“Dynamics of Social Networks Modeled as Networks of Interacting Communities”

Thu May 21, 2015 2:00 PM

Location: LTS Auditorium, 8080 Greenmead Drive

Eyad Abed
UMD Department of Electrical and Computer Engineering and Institute for Systems Research

Contagion dynamics in large populations is a topic of direct relevance in a variety of important applications, including infectious disease propagation; the spread of ideas, opinions and rumors in social networks; and the propagation of computer viruses.

This subject, which has received significant attention over the years, was originally aimed at understanding epidemic outbreaks of infectious disease. These models can consist of fine-grained approaches in which every individual in the population is modeled explicitly, or can employ aggregate models in which simple dynamical models are used.
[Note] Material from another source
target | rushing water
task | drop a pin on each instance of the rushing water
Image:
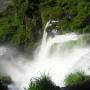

In this talk, some important developments in this theory will be highlighted, followed by a presentation and analysis of a new dynamic model. This approach yields a dynamical model for contagion that is of moderate size and reflects both heterogeneous and homogeneous features of a large population. The model includes continuous models of a finite number of homogeneous communities, and a backbone network structure that connects these communities. It can be used to obtain conditions for epidemic outbreak and considers control problems for influencing the strength of a contagion.

Eyad Abed in a professor in the Department of Electrical and Computer Engineering at UMD.

His research focuses on system and control theory. Abed has made contributions to several applications, including power systems, power electronics, Internet congestion control, and more.

Abed has served as vice president for financial activities of the IEEE Control Systems Society. He is an IEEE Fellow, and a recipient of several awards, including the Presidential Young Investigator Award, the O. Hugo Schuck Best Paper Award, a Senior Fulbright Scholar Award, and the Alan Berman Research Publication Award .

Abed is also a program director in the Division of Electrical, Communications and Cyber Systems at the National Science Foundation.

He received his doctoral degree from University of California, Berkeley in electrical engineering.